The Amateur Science of Love by Craig Sherborne

Writing is where you go to tell the truth, but it’s also a place of art. To reproduce what’s real simply isn’t good enough. From Hoi Polloi to Muck, this great memoirist has given us reason to embrace the blurred distinction between biography and fiction. It is unsurprising then that Sherborne has granted us a novel where its protagonist is writing his ‘testimony’ in secret from his wife for reasons he can only describe as a deep unhappiness. Yet this is no grievous account, but a trapeze act swinging between tragedy and farce.

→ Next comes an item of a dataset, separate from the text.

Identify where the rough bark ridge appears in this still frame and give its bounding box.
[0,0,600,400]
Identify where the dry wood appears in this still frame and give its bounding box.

Colin, a young Kiwi lad with ambition and swagger, escapes the Antipodes only to fall in love with an older Australian woman in London – Tilda. And so their European tryst sees them return home so giddy and drunk on themselves that they head to the Wimmera Plains with no other plan than to paint Van Gogh’s and have sex. Alas, the bite of bliss has sting in its tail and soon both are faced with the complexities of obligation and commitment. Simmering beneath are fizzled dreams and the sweet poison of desire.

What follows is an acute portrait of the collected wounds and humility in a relationship tested by age, illness and even deformity. Ideas about vanity and selfishness remain central to the book, and we are left wondering who of the two is more narcissistic. But this isn’t a question Colin seeks to answer. His story is more flawed as he decides who and what gains admission to this testimony. It’s apparent he is searching for a reason, an excuse, a meaning for love. Thus it’s an introspective novel, one that dives deep into the fissures of the soul, yet able to stop and laugh at the comedies of life.